Talked again to P last night as I drove home from Linda’s. A much better talk. Asked questions that I thought might reassure me. Turns out that no matter what I ask and what the answers are, I am not reassured, which then tells me that the problem is with me and not with P. She tells me every single time I ask that she does not want to break up; she does not want to flush our relationship; thirteen years is not something to casually discard. She also reminds me that she is very hurt; I am very hurt. We need the time apart to heal ourselves so that we can return to working on us. I have cards and notes coming out of my ears that say the same thing.
Asked her to consider coming with me to the Depeche Mode concert. She had (yesterday morning) adamantly declined saying that it would feel like a date and there should be no dating right now.

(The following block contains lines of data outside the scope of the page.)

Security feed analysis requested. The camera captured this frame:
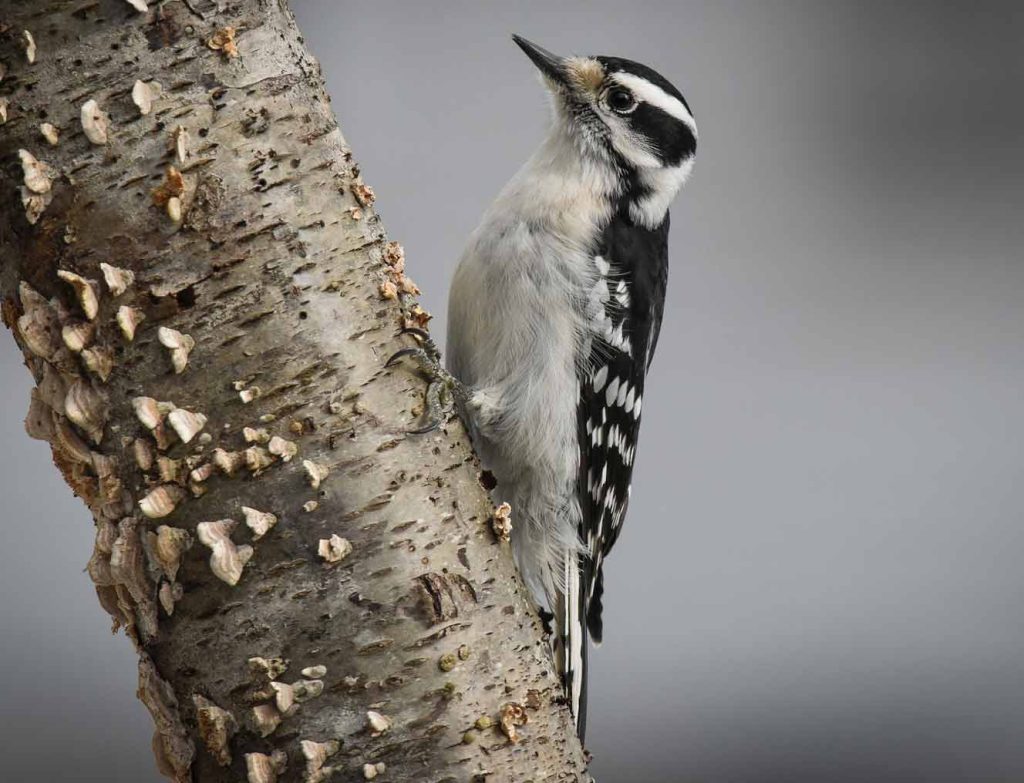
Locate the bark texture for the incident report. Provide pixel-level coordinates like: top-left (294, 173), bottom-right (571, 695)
top-left (0, 0), bottom-right (586, 783)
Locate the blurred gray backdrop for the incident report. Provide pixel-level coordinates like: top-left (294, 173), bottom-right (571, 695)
top-left (0, 0), bottom-right (1024, 783)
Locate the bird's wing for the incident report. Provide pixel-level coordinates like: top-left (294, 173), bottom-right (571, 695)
top-left (577, 208), bottom-right (669, 642)
top-left (556, 208), bottom-right (669, 737)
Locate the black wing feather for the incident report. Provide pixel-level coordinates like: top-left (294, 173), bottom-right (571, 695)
top-left (577, 210), bottom-right (669, 642)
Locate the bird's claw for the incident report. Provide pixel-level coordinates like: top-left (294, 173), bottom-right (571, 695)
top-left (384, 328), bottom-right (465, 435)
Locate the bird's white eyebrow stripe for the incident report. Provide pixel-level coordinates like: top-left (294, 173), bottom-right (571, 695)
top-left (611, 72), bottom-right (697, 136)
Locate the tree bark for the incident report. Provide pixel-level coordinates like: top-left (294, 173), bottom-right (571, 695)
top-left (0, 0), bottom-right (586, 782)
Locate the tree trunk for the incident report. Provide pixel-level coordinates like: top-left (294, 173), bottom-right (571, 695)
top-left (0, 0), bottom-right (586, 781)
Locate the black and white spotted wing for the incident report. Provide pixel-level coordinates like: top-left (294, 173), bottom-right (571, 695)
top-left (577, 211), bottom-right (669, 642)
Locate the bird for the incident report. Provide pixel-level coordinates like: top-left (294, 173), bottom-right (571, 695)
top-left (388, 35), bottom-right (697, 738)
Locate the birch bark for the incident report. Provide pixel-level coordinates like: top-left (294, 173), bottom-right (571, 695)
top-left (0, 0), bottom-right (586, 783)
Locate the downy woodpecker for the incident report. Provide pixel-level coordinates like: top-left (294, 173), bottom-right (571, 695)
top-left (389, 36), bottom-right (697, 737)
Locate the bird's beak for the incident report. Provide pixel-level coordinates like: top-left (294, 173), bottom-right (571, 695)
top-left (512, 35), bottom-right (566, 84)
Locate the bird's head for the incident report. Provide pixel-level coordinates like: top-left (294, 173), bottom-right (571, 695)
top-left (512, 36), bottom-right (697, 223)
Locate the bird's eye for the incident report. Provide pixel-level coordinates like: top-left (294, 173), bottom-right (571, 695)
top-left (605, 87), bottom-right (637, 115)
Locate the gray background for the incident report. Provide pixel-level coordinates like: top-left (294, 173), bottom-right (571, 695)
top-left (0, 0), bottom-right (1024, 783)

Furthermore, the tickets were purchased as an anniversary gift and why would we celebrate an anniversary if we weren’t together. That is probably what pushed me into the depression and funk. Also she told me that I had said I was going to take Jackie Bowser to the concert and why wasn’t I doing that? I explained (along with a fairly long explanation of the basis of my general behavior over the past six months and the preceding 2 years and how it declined) that I had said the words to hurt and that I had not asked anyone to go to the concert with me and would probably not even attend at all if she didn’t come with me. I said that (and perhaps it came off as being manipulative – note: will have to check on that with P) that I felt that going to the concert and going to Red Rocks in general was something that I had last done with P and really only wanted to do with her again. End result: P is going to think about going to concert with me. Honestly, this is the best that I can hope for. I hope that the month that goes by will endear her more towards going to the concert that not going to the concert. As an aside, I mentioned that I was very sad at the idea of not acknowledging our anniversary. P mentioned something (that I did not pounce on or ask for further clarification) that the day would not be unacknowledged. I find some hope in that statement.
Writing about this makes me cry and feel very sad. Am working to feel the pain but not focus exclusively on it. Use the pain as a reminder and a tool to help me when I don’t feel like working on my own problems. I at least say, out loud, that I am feeling insecure and am looking for reassurance. I have no idea if that makes a difference or not, but I think that saying it out loud is my way of acknowledging I feel something that is not nice, is painful, is hard to deal with. Maybe this is my way of ensuring awareness of my emotions and an attempt to not run away from them. I don’t know, but I do know how much I don’t know.